Thursday, June 12, 2014

A Model for "Career Preparation Across the Curriculum"

from AAC&U News...

Mapping a Path from Curriculum to Career: The Lynk Initiative at Mount Holyoke College

With the value of college increasingly being questioned as tuition continues to rise and the job market remains weak, how, asks Mount Holyoke College President Lynn Pasquerella, “do we articulate the value of a liberal education in a compelling way to those outside of the academy?” At Mount Holyoke, a liberal arts college for women in Massachusetts, the answer was to build a bridge between the liberal arts curriculum and students’ careers, and to create a comprehensive college-wide infrastructure to support that bridge.

The new initiative, known as Lynk, encourages students to start thinking early about connections between their academic work and career aspirations. It offers support—in the form of advising, mentorship, and funding—to help students complete internships, research projects, or other experiential learning opportunities that will allow them to demonstrate and reflect on the various applications of their studies in the liberal arts and sciences. “You are forced to ask questions of yourself,” says Tatum Lindsay, a recent graduate with a degree in gender studies. “How do I get where I want to go, who can mentor me, how do I identify the next step? When you have a community of people helping you with that and challenging you, [those steps] become much clearer, and it emerges what you’re passionate about.”

Involving the Whole Campus

The Lynk program comprises four stages: 
  • goal setting, 
  • professional development, 
  • practical experience, and 
  • “the launch”—a series of symposiums and presentations at which students showcase what they have learned and reflect on their next steps. 

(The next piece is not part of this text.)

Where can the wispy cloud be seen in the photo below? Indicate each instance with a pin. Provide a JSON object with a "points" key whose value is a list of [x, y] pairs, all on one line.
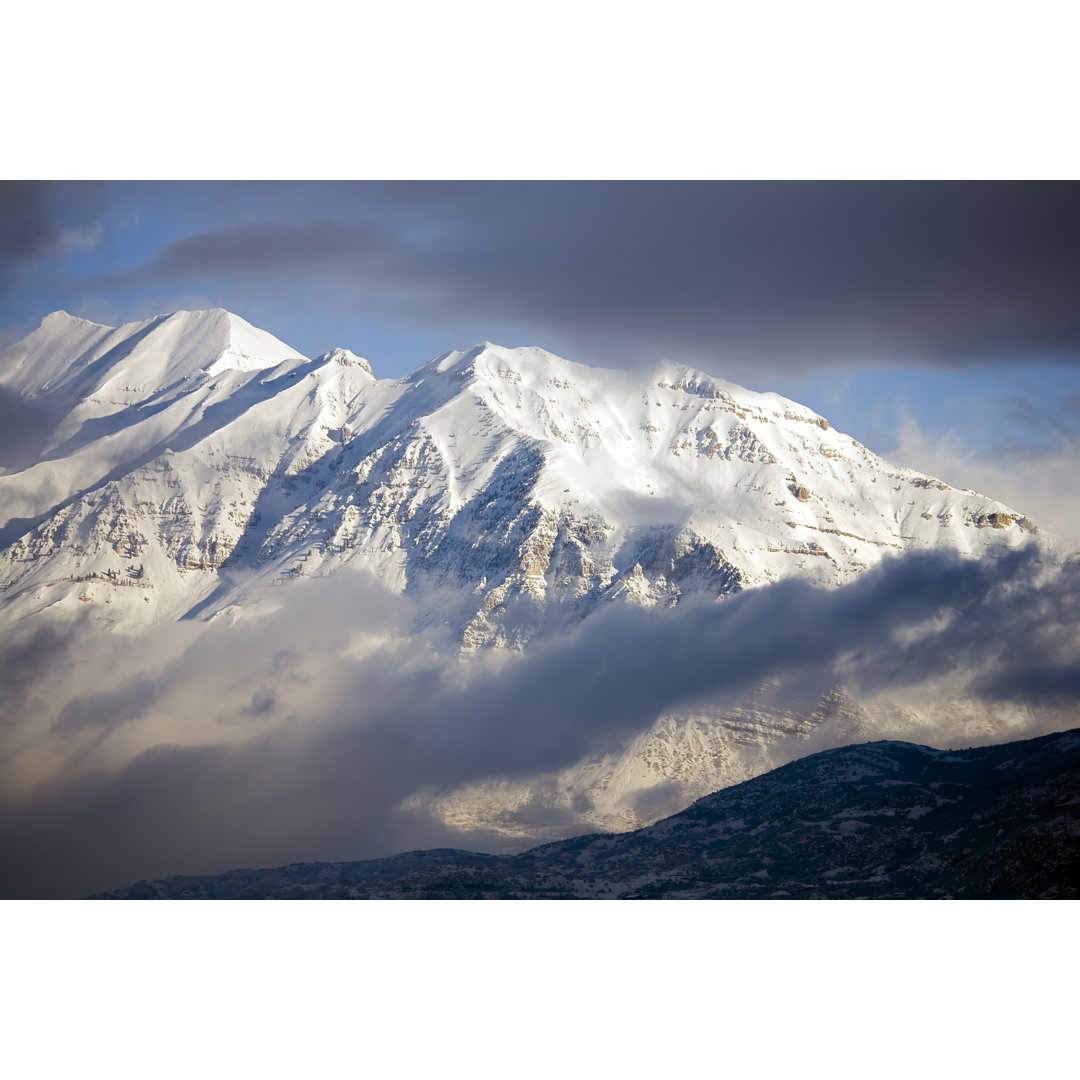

During each stage, students work with teachers and mentors from across the entire college, including the faculty, the career development center, and the college’s three academic centers: the Miller Worley Center for the Environment, the Weissman Center for Leadership, and the McCulloch Center for Global Initiatives. Faculty and staff share advising roles and co-teach courses that prepare students to move out of the classroom into internships or other professional experiences. “We’ve created parallel structures so that Lynk is not any one department’s responsibility,” Pasquerella says.